If this is genuinely how he felt. Then it’s about exploring why he felt this and you didn’t. None of us can say if he’s right or he was just being mean. It’s not mean to say it if it’s true. But as to whether it’s right or not, we can’t say,

drinkstoomuchwine · 22/02/2021 13:39

I would chalk them up as spiteful words, said in anger, designed to cause hurt in a dying relationship. And do my best to let it go.
Glad you have therapy support to talk it all through.

Jsku · 22/02/2021 14:21

I have gone through two years of difficult divorce. And prior to that there have been a few years when the relationship went downhill and unhappiness on both sides grew.
So - this is my perspective on this.

People are different and can have vastly different needs and expectations from a relationship.
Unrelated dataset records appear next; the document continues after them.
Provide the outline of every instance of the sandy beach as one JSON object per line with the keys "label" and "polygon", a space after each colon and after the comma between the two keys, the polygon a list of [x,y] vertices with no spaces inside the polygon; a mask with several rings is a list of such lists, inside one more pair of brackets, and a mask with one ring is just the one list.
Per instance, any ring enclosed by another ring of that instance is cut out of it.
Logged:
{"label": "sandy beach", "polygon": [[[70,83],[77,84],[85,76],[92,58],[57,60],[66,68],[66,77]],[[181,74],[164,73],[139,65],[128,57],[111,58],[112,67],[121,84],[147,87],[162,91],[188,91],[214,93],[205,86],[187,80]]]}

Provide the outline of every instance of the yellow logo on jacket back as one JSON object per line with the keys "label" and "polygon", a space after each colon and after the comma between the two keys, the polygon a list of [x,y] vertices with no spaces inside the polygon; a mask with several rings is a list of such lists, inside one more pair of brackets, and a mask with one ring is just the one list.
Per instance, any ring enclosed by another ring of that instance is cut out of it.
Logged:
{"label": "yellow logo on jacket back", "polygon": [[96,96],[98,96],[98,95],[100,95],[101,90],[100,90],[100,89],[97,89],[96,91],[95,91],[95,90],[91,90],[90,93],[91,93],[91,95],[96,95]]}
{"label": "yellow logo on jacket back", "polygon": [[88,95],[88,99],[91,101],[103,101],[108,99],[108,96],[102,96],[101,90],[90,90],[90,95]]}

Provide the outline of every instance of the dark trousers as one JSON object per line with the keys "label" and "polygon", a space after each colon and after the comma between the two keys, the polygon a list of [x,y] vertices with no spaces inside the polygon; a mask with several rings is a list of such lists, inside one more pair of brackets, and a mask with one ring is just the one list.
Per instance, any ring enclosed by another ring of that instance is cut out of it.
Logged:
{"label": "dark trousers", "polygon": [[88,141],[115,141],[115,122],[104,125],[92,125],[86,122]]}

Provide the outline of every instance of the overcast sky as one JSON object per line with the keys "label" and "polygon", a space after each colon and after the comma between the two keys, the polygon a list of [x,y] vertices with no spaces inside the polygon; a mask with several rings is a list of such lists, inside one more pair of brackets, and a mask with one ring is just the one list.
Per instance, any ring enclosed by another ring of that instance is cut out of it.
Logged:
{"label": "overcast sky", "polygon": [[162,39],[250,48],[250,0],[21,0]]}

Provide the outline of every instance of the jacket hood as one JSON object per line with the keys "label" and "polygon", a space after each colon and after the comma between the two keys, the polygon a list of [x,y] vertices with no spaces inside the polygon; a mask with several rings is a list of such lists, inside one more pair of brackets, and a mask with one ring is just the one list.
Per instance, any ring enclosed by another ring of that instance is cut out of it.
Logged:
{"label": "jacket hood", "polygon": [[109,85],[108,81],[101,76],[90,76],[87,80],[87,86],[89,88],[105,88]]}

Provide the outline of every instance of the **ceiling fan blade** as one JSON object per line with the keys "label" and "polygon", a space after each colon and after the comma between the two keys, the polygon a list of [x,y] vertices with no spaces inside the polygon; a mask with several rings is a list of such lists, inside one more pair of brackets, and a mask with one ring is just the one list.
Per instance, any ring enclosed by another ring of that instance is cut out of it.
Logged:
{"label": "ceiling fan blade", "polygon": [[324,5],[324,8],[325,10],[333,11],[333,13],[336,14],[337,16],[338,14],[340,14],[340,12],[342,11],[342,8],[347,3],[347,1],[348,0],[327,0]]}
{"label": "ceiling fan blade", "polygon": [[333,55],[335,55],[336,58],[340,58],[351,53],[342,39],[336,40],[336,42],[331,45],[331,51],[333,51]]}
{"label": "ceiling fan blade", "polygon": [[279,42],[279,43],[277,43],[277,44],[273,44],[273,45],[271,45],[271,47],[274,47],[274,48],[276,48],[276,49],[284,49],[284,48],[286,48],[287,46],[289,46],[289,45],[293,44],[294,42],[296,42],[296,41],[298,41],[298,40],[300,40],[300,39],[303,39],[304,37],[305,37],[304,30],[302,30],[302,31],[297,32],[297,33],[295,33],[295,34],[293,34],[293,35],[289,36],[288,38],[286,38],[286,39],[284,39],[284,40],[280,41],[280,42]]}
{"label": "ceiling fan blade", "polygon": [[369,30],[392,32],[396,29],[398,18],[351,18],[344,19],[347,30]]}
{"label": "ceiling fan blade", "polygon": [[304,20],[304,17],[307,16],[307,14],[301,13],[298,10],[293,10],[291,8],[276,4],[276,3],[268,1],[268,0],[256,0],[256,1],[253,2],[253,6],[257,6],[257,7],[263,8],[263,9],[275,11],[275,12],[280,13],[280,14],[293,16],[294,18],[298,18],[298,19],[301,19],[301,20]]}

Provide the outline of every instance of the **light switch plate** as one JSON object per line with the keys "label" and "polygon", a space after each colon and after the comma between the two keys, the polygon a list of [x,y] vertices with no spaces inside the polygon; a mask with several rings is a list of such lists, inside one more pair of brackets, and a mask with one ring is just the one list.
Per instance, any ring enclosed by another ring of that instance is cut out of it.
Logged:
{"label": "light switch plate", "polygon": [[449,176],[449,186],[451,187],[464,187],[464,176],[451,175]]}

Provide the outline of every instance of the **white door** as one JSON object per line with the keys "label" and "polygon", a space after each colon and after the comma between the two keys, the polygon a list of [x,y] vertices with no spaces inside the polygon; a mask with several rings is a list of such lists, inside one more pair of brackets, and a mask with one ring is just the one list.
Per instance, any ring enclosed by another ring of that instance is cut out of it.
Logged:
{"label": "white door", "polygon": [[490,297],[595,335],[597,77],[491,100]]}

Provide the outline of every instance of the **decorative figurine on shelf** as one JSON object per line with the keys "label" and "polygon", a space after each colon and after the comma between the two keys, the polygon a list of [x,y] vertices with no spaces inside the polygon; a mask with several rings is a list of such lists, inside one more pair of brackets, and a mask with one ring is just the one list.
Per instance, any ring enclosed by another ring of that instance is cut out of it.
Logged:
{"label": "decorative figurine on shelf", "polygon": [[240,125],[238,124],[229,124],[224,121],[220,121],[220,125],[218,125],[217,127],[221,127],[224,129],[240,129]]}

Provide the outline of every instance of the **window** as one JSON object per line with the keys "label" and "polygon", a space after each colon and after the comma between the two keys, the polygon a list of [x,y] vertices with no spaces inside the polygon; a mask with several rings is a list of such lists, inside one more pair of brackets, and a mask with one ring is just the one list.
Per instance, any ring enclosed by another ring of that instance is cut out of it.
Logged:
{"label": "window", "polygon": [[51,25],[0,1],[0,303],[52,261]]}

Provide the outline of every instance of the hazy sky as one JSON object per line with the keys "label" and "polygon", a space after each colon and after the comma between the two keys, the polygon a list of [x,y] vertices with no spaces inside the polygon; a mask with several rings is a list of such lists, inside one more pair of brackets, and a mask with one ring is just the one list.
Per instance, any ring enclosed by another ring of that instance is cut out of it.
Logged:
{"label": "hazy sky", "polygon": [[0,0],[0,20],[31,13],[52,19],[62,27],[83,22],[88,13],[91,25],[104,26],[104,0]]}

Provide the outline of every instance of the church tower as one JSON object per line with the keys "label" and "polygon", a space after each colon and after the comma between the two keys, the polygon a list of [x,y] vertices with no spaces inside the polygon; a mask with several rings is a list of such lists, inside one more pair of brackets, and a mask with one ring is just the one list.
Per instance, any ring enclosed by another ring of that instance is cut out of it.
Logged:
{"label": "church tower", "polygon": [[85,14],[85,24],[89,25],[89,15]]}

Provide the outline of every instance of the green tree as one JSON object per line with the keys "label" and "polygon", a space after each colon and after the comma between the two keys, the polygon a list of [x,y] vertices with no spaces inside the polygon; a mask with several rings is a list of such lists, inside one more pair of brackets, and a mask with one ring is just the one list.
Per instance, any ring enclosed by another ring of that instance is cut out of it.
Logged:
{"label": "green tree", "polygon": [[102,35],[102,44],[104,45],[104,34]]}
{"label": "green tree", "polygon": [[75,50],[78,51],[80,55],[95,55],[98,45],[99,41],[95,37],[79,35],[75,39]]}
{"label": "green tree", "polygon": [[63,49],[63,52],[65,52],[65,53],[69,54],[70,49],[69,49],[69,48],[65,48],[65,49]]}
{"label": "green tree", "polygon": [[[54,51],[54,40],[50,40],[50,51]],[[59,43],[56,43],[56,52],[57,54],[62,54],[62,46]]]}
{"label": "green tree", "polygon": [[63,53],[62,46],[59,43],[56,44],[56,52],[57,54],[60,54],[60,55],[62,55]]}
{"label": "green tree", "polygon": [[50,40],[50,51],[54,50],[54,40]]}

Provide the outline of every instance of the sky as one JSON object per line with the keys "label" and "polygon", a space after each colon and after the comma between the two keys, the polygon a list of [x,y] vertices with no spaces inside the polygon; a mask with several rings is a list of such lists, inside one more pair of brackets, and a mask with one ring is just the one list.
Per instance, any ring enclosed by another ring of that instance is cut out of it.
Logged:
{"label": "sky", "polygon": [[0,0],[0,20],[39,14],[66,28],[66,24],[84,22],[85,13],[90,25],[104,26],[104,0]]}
So - at any given point of time - one can be happy and the other be unhappy with the state of the marriage.
In your place - I’d not bother much with what he meant and why. As you are not trying to work it out anymore - why waste time.
I’d focus more on yourself and figuring out what your needs are. And how you are in a relationship. So that going forward you can form a healthy relationship with someone else.

As these two things he said.

  • First one to me is just an expression of how he felt in a relationship. And in a healthier relationship - the couple can work with that to figure out why one person doesn’t feel loved when the other one thinks they are acting lovingly.
  • Second one is to me - an expression of hurt.